First black face transplant patient waited six years after rejecting "too fair" donor skin

Robert Chelsea

Despite his devastating injuries, Mr Chelsea remained upbeat and kept an “exceptional” attitude (Image: GoFundMe)

Speaking to Time, Robert Chelsea said he had rejected the first face he was offered because it was “too fair” and he couldn’t bear becoming “a totally different person”. At 68, he is not only the first and only African-American face transplant patient — but also the oldest recipient of a face transplant ever.

Mr Chelsea was hit by a drunk driver in 2013 while waiting for his overheated car to cool down on the side of a Los Angeles freeway.

His car instantly burst into flames, and he was rushed into hospital with third-degree burns covering more than 60 percent of his body.

One of his surgeons described him as “one of the sickest patients we’ve had”.

As doctors fought to keep him alive, they gave him medications to keep his blood pressure under control that drew blood away from his extremities and towards his heart.

The tissue from his lips, nose and fingers began to die, and Mr Chelsea lost his lips, left ear, the end of his nose and several fingertips.

His daughter Ebony described seeing him in critical condition as like “going to a movie theatre and watching the scariest movie they had out, and you replayed it over and over and over.”

He spent the next two and a half years in hospital, enduring more than 30 surgeries to graft skin onto his body and repair the damage caused.

In cases like this, patients offer suffer such psychological trauma that the risk of depression and suicide is extremely high.

However doctors said Mr Chelsea remained upbeat and kept an “exceptional” attitude despite his devastating injuries.

He joked to the publication that he had never been a “knockout looker” before the accident, and compared his face to a Halloween mask.

“Do you see the way they look at me? It’s cute. They’re curious.”

In May 2018, he was offered a new face but turned it down because the donor had a lighter skin tone, and he wanted to wait for a better match.

According to Time, changing a patient’s racial identity can have potentially disastrous consequences.

As a result, a skin tone match is considered crucial for visible transplant procedures in order to minimise the possibility of psychological trauma.

It took another year to find a suitable face that was a near perfect skin colour match for Mr Chelsea.

According to his doctors, he was still a bit unsure even after the surgery had been approved.

He had “gotten used to tilting his head back so food and water wouldn’t fall out of his nearly lipless mouth”.

In the end he decided to go through the procedure because he wanted to eat and drink normally, but most of all because he wanted his kiss his daughter on the cheek.

In July, he received a full transplant in a surgery that lasted 16 hours and included 45 physicians, nurses, anaesthesiologists, residents and research fellows at the Brigham and Women’s Hospital in Boston.

The procedure, which was paid for by a government grant, was the 15th performed in the US.
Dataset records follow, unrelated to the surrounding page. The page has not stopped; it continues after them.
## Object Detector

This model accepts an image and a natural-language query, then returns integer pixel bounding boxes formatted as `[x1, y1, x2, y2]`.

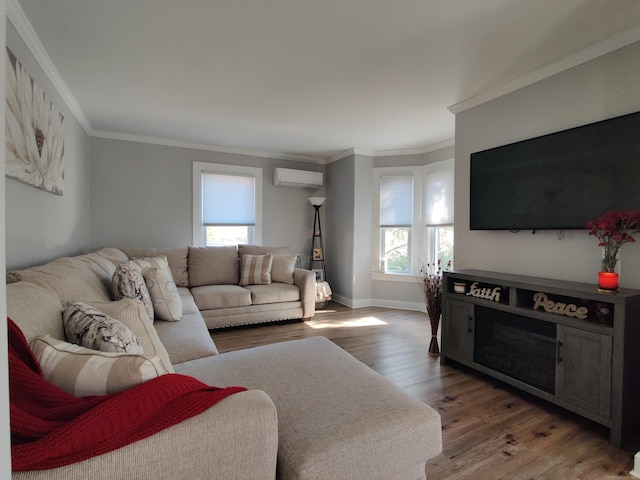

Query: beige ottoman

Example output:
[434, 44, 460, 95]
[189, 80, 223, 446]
[176, 337, 442, 480]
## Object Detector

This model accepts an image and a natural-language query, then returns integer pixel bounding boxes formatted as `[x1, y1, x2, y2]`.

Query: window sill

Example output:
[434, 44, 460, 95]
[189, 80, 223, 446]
[371, 272, 416, 283]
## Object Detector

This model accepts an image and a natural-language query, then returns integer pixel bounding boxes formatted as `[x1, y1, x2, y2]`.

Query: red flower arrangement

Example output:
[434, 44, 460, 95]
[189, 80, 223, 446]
[586, 211, 640, 272]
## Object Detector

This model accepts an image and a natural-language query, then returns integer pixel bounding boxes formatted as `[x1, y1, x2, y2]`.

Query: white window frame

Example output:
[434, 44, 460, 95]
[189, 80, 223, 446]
[371, 159, 455, 282]
[192, 162, 262, 247]
[423, 158, 455, 268]
[371, 166, 424, 280]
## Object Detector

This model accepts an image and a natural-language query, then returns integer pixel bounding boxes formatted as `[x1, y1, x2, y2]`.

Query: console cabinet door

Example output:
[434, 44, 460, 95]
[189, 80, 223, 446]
[556, 325, 612, 418]
[442, 300, 475, 361]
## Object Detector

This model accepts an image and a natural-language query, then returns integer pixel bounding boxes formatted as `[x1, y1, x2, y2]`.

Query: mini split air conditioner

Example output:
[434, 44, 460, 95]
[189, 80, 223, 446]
[273, 168, 322, 188]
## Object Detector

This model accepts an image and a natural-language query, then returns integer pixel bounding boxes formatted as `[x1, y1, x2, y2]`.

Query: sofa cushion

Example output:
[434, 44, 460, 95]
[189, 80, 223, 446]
[191, 285, 251, 310]
[153, 313, 218, 368]
[187, 246, 240, 287]
[31, 335, 168, 397]
[238, 244, 298, 284]
[245, 283, 300, 305]
[9, 253, 115, 305]
[238, 244, 291, 258]
[6, 281, 65, 342]
[239, 253, 273, 286]
[91, 298, 173, 373]
[121, 247, 189, 287]
[142, 267, 182, 322]
[271, 255, 298, 285]
[62, 302, 144, 353]
[111, 262, 153, 320]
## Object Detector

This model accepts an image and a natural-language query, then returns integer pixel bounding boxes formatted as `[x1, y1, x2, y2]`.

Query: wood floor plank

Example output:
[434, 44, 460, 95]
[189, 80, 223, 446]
[212, 302, 640, 480]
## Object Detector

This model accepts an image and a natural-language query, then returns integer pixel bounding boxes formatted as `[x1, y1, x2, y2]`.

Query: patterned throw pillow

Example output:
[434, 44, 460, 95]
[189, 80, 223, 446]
[271, 255, 298, 285]
[240, 253, 273, 285]
[90, 298, 175, 373]
[62, 302, 144, 353]
[142, 267, 182, 322]
[31, 335, 168, 397]
[111, 261, 153, 321]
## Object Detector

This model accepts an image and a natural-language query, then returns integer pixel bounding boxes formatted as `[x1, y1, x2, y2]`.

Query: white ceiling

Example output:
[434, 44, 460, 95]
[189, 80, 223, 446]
[9, 0, 640, 158]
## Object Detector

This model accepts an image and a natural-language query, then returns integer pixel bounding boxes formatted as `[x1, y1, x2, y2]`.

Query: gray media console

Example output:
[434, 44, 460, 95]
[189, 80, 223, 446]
[440, 270, 640, 447]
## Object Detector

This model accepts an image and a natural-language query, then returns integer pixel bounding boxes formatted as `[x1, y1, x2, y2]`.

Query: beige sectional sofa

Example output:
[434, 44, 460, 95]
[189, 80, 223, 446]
[7, 248, 441, 480]
[121, 245, 315, 329]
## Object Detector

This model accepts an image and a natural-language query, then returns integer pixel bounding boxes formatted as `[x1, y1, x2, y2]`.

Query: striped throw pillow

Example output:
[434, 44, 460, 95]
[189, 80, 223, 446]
[31, 335, 168, 397]
[240, 253, 273, 285]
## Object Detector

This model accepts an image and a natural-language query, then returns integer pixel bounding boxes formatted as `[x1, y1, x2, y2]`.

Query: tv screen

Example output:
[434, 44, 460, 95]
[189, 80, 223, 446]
[470, 112, 640, 230]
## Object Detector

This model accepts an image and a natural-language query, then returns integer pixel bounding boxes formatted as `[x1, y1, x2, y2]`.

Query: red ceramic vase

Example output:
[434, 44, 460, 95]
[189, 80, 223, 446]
[598, 272, 618, 290]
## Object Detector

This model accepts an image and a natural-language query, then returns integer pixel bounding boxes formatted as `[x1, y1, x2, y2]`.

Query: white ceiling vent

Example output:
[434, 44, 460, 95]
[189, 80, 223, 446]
[273, 168, 322, 188]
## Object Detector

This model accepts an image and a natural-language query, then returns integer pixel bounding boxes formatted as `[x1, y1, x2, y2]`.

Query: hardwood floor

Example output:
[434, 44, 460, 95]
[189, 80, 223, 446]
[212, 302, 640, 480]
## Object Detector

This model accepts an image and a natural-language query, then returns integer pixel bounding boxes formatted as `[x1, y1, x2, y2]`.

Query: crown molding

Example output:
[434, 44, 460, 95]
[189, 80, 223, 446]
[91, 130, 325, 164]
[373, 138, 455, 157]
[7, 0, 93, 135]
[448, 27, 640, 114]
[327, 138, 455, 163]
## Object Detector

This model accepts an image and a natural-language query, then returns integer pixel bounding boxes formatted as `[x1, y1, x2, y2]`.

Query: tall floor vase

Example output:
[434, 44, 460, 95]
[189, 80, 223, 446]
[429, 314, 442, 357]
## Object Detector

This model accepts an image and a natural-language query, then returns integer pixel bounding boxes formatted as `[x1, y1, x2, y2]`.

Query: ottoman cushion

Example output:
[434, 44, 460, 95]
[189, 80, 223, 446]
[176, 337, 442, 480]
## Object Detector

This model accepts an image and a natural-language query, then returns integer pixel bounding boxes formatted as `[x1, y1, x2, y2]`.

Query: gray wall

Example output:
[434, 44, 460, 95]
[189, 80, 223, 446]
[91, 138, 324, 268]
[0, 0, 11, 480]
[455, 43, 640, 288]
[3, 22, 90, 268]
Face transplants are rare: fewer than 50 have been completed worldwide since the first partial one in France in 2005.

Mr Chelsea’s story highlights the disparities between black and white patients in the US, where black patients make up 30 percent of the transplant waiting list but only 13 percent of the country’s population.

In 2015, only 17% of black patients awaiting an organ transplant got one, compared with about 30% of white patients.

Despite dying of many diseases at higher rates, there is a donor shortage of black patients partly because of a deep-rooted and widespread mistrust of the healthcare system.

Days after his surgery, Mr Chelsea was able to eat, talk and breathe on his own and doctors say he has made an “astonishing” and “remarkably fast” recovery.

“This experience has been an incredible journey for me, filled at times with many challenges,” he said in a statement.

“Today, however, I am thrilled to say that I’m on the road to recovery thanks to the incredible team of doctors and staff at Brigham and Women’s Hospital, the love and support of my family and friends, and my unwavering faith.”

It is hoped that his story will inspire black Americans and their families to come forward to donate their organs.

“Having a visible, tangible reference, especially for African Americans…is so needed,” said Marion Shuck, president of the Association for Multicultural Affairs in Transplantation.